Now, don’t get me wrong: I love editing my photos after they’ve been shot. It’s so much fun to play around with color and shadows and contrast and see what comes of it. But there’s something so beautiful about enhancing a photo before you take it… and seeing what magic you create.

I recently spent a gorgeous day outside, camera in hand, and somehow found myself holding a leaf in front of the lens, marveling over the images it led me to capture. As hard as it was to restrain myself from further editing these photos after they were shot… the following images have not been touched. Totally unedited. #Nofilter, one might even say. But, nay, there is a filter… this one is nature’s very own.


All I did was take a decent-sized green leaf and tear a few small holes in it. Then, I held the leaf in front of my 50mm lens and played around with various locations of it to see what it would let through. I found that sometimes it’s clear where the leaf ends and the hole begins…


…other times you’re left with a somewhat vibrational effect…


…And other times you get more of just a gorgeous green hue overall.




For this last photo, I took a little bit of moss, sprinkled it on my lens and shot towards the sky.


It’s really incredible to see how natural elements can be used to enhance images of nature. But the filters don’t end with leaves and moss – the possibilities are truly infinite.

+What have you used to create your own filter? Let us know!
Follow Brigette on Instagram, and have a look at her blog Hummusbird!

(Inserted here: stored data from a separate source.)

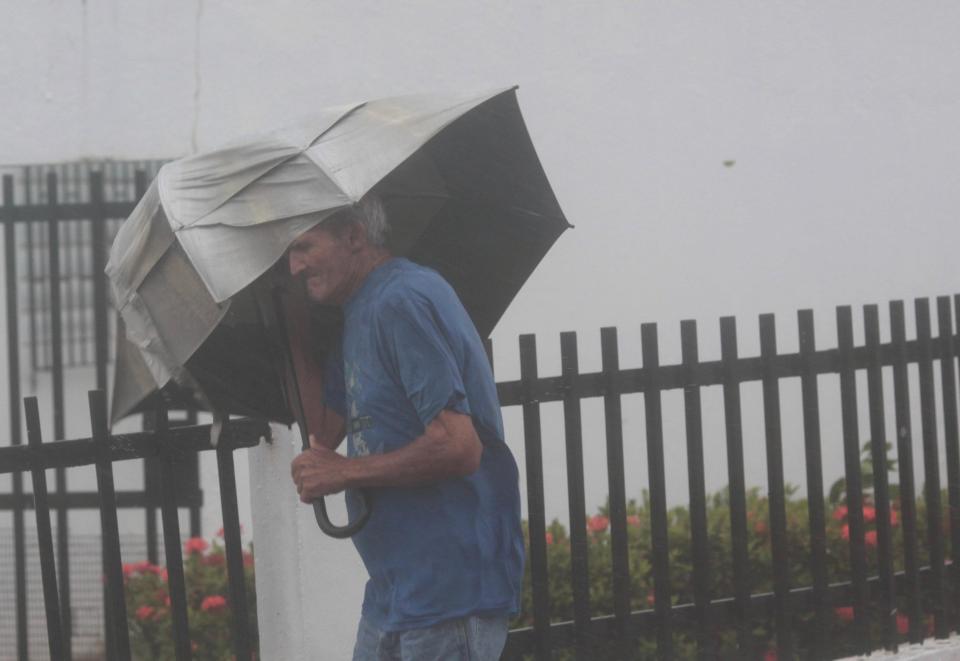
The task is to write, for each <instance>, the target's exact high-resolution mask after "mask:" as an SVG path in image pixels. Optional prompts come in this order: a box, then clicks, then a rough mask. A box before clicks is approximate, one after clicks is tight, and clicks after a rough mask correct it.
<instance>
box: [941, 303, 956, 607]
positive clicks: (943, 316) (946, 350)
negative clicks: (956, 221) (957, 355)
mask: <svg viewBox="0 0 960 661" xmlns="http://www.w3.org/2000/svg"><path fill="white" fill-rule="evenodd" d="M937 321H938V326H939V329H940V338H939V342H938V344H939V345H940V383H941V385H942V395H943V440H944V449H945V452H946V455H947V457H946V460H947V490H948V501H947V502H948V507H949V512H950V558H951V561H952V564H951V566H950V579H951V587H952V592H953V594H952V595H951V596H952V599H951V601H950V607H951V610H952V612H953V621H954V622H958V621H960V567H958V565H957V563H958V562H960V447H958V444H960V439H958V431H957V384H956V381H955V378H956V371H955V367H954V360H955V357H954V350H955V348H954V343H953V310H952V309H951V307H950V297H949V296H940V297H938V298H937Z"/></svg>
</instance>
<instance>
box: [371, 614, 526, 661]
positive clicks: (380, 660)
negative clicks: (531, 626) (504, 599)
mask: <svg viewBox="0 0 960 661" xmlns="http://www.w3.org/2000/svg"><path fill="white" fill-rule="evenodd" d="M506 641H507V618H506V617H505V616H503V617H480V616H477V615H473V616H470V617H464V618H460V619H458V620H448V621H447V622H441V623H440V624H436V625H434V626H432V627H427V628H426V629H408V630H407V631H393V632H385V631H381V630H379V629H378V628H376V627H375V626H374V625H373V624H371V623H370V622H369V621H368V620H367V619H366V618H361V619H360V627H359V629H358V631H357V645H356V647H354V649H353V661H461V660H462V661H497V659H499V658H500V653H501V652H502V651H503V646H504V644H505V643H506Z"/></svg>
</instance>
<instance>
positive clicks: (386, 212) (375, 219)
mask: <svg viewBox="0 0 960 661" xmlns="http://www.w3.org/2000/svg"><path fill="white" fill-rule="evenodd" d="M350 223H356V224H358V225H360V226H361V227H362V228H363V229H364V231H365V232H366V234H367V241H368V242H369V243H370V245H372V246H375V247H377V248H385V247H386V245H387V234H388V233H389V232H390V226H389V223H388V222H387V210H386V209H385V208H384V206H383V201H382V200H381V199H380V196H378V195H375V194H373V193H368V194H367V195H364V196H363V197H362V198H360V201H359V202H356V203H355V204H353V205H351V206H349V207H347V208H346V209H343V210H342V211H339V212H337V213H336V214H334V215H333V216H332V217H331V218H330V219H329V220H327V221H326V222H324V223H323V224H324V225H326V226H327V227H329V228H330V229H331V230H333V231H334V232H337V233H339V232H341V231H343V229H345V228H346V226H347V225H348V224H350Z"/></svg>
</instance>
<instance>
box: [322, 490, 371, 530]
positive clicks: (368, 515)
mask: <svg viewBox="0 0 960 661" xmlns="http://www.w3.org/2000/svg"><path fill="white" fill-rule="evenodd" d="M371 511H372V509H371V507H370V494H368V493H367V492H366V491H360V512H359V513H358V514H357V518H356V519H354V520H353V521H351V522H350V523H348V524H347V525H345V526H338V525H334V523H333V522H331V521H330V517H329V516H327V504H326V502H325V501H324V500H323V498H322V497H321V498H319V499H317V500H315V501H313V515H314V517H315V518H316V519H317V525H318V526H320V530H322V531H323V532H324V533H326V534H327V535H329V536H330V537H333V538H334V539H346V538H347V537H352V536H353V535H355V534H356V533H357V532H359V530H360V528H362V527H363V526H364V525H365V524H366V523H367V519H369V518H370V512H371Z"/></svg>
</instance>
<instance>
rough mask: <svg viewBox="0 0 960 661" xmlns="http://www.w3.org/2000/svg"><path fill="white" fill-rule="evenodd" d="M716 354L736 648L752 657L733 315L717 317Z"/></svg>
mask: <svg viewBox="0 0 960 661" xmlns="http://www.w3.org/2000/svg"><path fill="white" fill-rule="evenodd" d="M720 355H721V362H722V372H723V412H724V424H725V426H726V433H727V475H728V477H729V487H728V488H729V494H730V496H729V497H730V542H731V544H730V545H731V547H732V549H731V552H732V555H733V586H734V603H735V604H736V607H735V610H736V617H737V648H738V649H737V651H738V654H739V655H740V657H741V658H752V657H753V647H754V645H753V633H752V631H751V626H750V610H751V609H750V575H749V572H750V566H749V558H748V555H747V498H746V479H745V476H744V468H743V423H742V420H741V409H740V374H739V370H738V362H737V320H736V319H735V318H734V317H723V318H721V319H720Z"/></svg>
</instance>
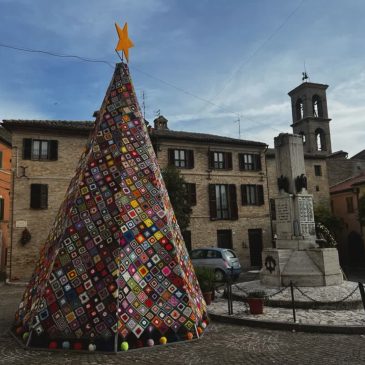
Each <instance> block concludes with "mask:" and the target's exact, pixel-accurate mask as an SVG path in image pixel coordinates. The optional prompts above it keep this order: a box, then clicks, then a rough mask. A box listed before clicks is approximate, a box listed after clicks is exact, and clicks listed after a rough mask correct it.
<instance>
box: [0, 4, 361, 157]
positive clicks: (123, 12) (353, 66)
mask: <svg viewBox="0 0 365 365" xmlns="http://www.w3.org/2000/svg"><path fill="white" fill-rule="evenodd" d="M364 19H365V1H363V0H346V1H344V0H133V1H132V0H108V1H100V0H77V1H71V0H60V1H49V0H47V1H46V0H0V120H1V119H56V120H93V118H92V115H93V113H94V111H96V110H98V109H99V108H100V106H101V103H102V101H103V98H104V95H105V92H106V89H107V87H108V85H109V83H110V80H111V77H112V75H113V69H114V64H115V63H117V62H118V61H119V58H118V56H117V54H116V53H115V50H114V49H115V47H116V44H117V41H118V37H117V33H116V31H115V26H114V23H115V22H117V23H118V24H119V25H120V26H121V27H122V26H123V25H124V22H128V28H129V36H130V38H131V39H132V41H133V42H134V44H135V47H134V48H132V49H130V55H129V57H130V62H129V67H130V71H131V75H132V79H133V83H134V87H135V89H136V93H137V97H138V100H139V103H140V105H141V106H143V105H144V110H145V118H146V119H147V120H148V121H149V122H150V123H151V124H153V120H154V119H155V118H156V116H157V115H158V113H160V114H161V115H163V116H164V117H166V118H167V119H168V121H169V122H168V126H169V128H170V129H172V130H180V131H190V132H200V133H211V134H216V135H221V136H228V137H233V138H241V139H246V140H254V141H260V142H265V143H267V144H268V145H269V146H270V147H272V146H273V139H274V137H275V136H277V135H278V134H279V133H282V132H284V133H291V132H292V129H291V127H290V125H291V123H292V119H291V103H290V98H289V96H288V95H287V93H288V92H289V91H290V90H292V89H294V88H295V87H296V86H298V85H299V84H301V83H302V72H303V71H306V72H307V74H308V76H309V78H310V81H311V82H316V83H323V84H327V85H329V88H328V89H327V104H328V111H329V117H330V118H332V121H331V123H330V128H331V136H332V150H333V151H338V150H344V151H346V152H348V153H349V157H351V156H352V155H354V154H356V153H357V152H359V151H361V150H362V149H364V148H365V146H364V141H365V127H364V120H365V47H364V42H365V22H364ZM9 47H15V48H22V49H28V50H41V51H45V52H49V53H53V54H58V55H76V56H79V57H83V58H87V59H92V60H97V61H106V62H85V61H82V60H80V59H76V58H67V57H54V56H50V55H49V54H45V53H39V52H26V51H19V50H15V49H13V48H9ZM143 95H144V97H143ZM238 120H239V121H238Z"/></svg>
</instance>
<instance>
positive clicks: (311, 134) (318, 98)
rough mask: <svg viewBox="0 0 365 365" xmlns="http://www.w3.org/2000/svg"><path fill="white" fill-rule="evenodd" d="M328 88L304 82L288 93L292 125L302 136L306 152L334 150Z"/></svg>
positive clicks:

  1. Such great ideas! I love playing around with lens effects, and one of my favorite strategies is to use a crystal. Placing it in front of the lens does an incredible job at scattering light and bring in different effects. Thanks for the post!

  2. Wow. In high school I took lots of photography classes. It was all film and the filters were done with a lens. Now that I only take pictures with my phone and do so much with apps like Afterlight I never think to experiment when taking the pictures. Super inspired! Thanks for sharing!

  3. The way your pictures look, are very close to how expired film looks after processing. Nice.